Buddha atau "dia yang telah sadar" adalah gelar pencapaian seseorang yang memperoleh pengetahuannya melalui proses perenungan, kontemplatif, dan penyelidikan batin. Dia melihat segala fenomena esoterik dan eksoterik alam semesta melalui semadi yang sudah ditempa dalam banyak kelahiran lampau. Kelak akan mencapai purnama siddhi di bawah pohon bodhi di Bodhgaya. Maka terbukalah wawasan, kesadaran, dan kebijaksanaan. Itulah pencapaian Buddha Gotama.

Dalam proses kontlemplatif tebersit godaan untuk mengambil pilihan menjadi raja dunia (cakkavati), alih-alih melanjutkan misinya menjadi guru dharma bagi para dewa dan manusia. Seperti telah diramalkan, ketika masih bayi, dengan tanda-tanda kemuliaan pada ciri-ciri fisiknya, maka ada kemungkinan untuk Bodhisatwa menjadi raja guna memerintah seluruh dunia dengan kebijaksanaan. Dia akan memerintah tanpa pedang atau ancaman penindasan.

Akan tetapi Buddha menyadari kekuasaan cepat atau lambat akan berakhir. Dia juga menyadari kekuasaan politik yang paling mulia sekalipun, di baliknya, tersimpan potensi laten bahaya kelekatan, kehausan, hasrat berkuasa. Ketika berakhir diikuti dukkha (suatu keadaan yang tidak memuaskan).

Semulia atau sekuat apa pun kekuasaan di muka Bumi jika manusia-manusia yang mengelolanya belum bisa memadamkan nafsu-nafsu rendah keinginannya, hasrat untuk berkuasa hanya akan menghancurkan mereka sendiri dan rakyat.

Menyadari bahaya dan kefanaan kekuasaan, Buddha pun meneguhkan kembali misinya untuk membimbing manusia terbebas dari dukkha melalui jalan spiritualitas dharma. Namun demikian, bukan berarti Buddha sama sekali menarik diri dari keterlibatan dalam dunia kaum penguasa. Dia membagi wawasan pencerahan tentang kekuasaan.

Di waktu tertentu dia menasihati raja-raja yang menjadi siswanya karena walaupun kekuasaan tidak abadi dan masih diliputi nafsu rendah, tetapi apabila diarahkan dengan bijak, niscaya dapat mendukung terciptanya kesejahteraan, kemakmuran, dan kebahagiaan rakyat.
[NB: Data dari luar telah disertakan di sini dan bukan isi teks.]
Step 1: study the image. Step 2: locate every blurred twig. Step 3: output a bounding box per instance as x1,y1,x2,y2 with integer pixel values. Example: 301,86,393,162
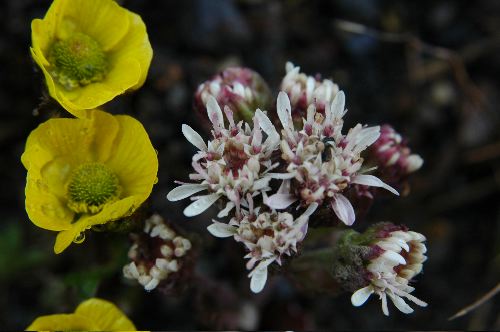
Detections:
448,283,500,320
334,20,500,109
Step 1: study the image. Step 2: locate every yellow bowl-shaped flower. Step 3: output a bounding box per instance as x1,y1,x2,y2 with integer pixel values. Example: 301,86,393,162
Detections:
31,0,153,117
21,110,158,253
26,298,136,331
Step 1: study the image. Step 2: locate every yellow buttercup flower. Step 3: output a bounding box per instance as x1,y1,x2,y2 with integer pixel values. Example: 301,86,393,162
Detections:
21,110,158,253
31,0,153,117
26,298,136,331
Buddha pun kemudian mengajarkan 10 kewajiban seorang raja kepada para penguasa kerajaan, antara lain dana (bermurah hati) yaitu seorang pemimpin tidak boleh terlalu terikat kekayaannya. Dia harus menolong materi dan nonmateri, bahkan bersedia mengorbankan hartanya demi kesejahteraan rakyat. Pemimpin harus berpikir, berucap, berbuat, dan berperilaku sesuai dengan aturan moralitas agar layak diteladani pengikut.

Kemudian seorang pemimpin harus rela mengorbankan kesenangan atau kepentingan pribadi demi orang banyak. Dia harus jujur, tulus dalam bersikap, dan bercita-cita mulia dalam memimpin. Pemimpin haruslah ramah dan menjaga sopan santun. Dia membiasakan diri hidup sederhana dan tidak berlebih-lebihan dalam kebutuhan hidup. Emosinya harus stabil, tidak mudah marah . Dia harus bersahabat dan menjauhi niat jahat.

Dia tidak menyakiti hati orang lain dan perdamaian. Pemimpin harus tabah dan tahan uji dalam kesulitan. Dia harus sabar walau dihina dan dicela. Terakhir, pemimpin harus mengedepankan musyawarah mufakat dalam mengambil keputusan. Dia tidak keras kepala dan mau mendengarkan aspirasi rakyat.

Bila setiap pemimpin pemerintahan yang berkuasa pasca pemilu presiden 2014 nanti menerapkan 10 kualitas ajaran Buddha itu, niscaya akan dicintai rakyat. Pemerintahan pun akan berjalan tanpa gejolak berarti sehingga kerja-kerja politik kenegaraan untuk mewujudkan kesejahteraan rakyat dan memajukan bangsa mudah dicapai. Pemerintahannya menjadi berdaulat secara politik dan akan disegani bangsa-bangsa lain. Ketika dia lengser akan dikenang sebagai negarawan yang patut dimuliakan.

Jangan Gegabah

Sementara itu, seperti tersurat dalam Kuttadanta Sutta, Buddha menunjukkan cara mengatasi gejolak sosial terkait masalah ekonomi. Dalam kondisi kekayaan negara berlimpah, namun masih banyak rakyat miskin, sehingga mengakibatkan banyak kriminal seperti pencurian, perampokan, dsb, Buddha menganjurkan seorang pemimpin jangan bertindak gegabah menindak dengan hukum amat keras.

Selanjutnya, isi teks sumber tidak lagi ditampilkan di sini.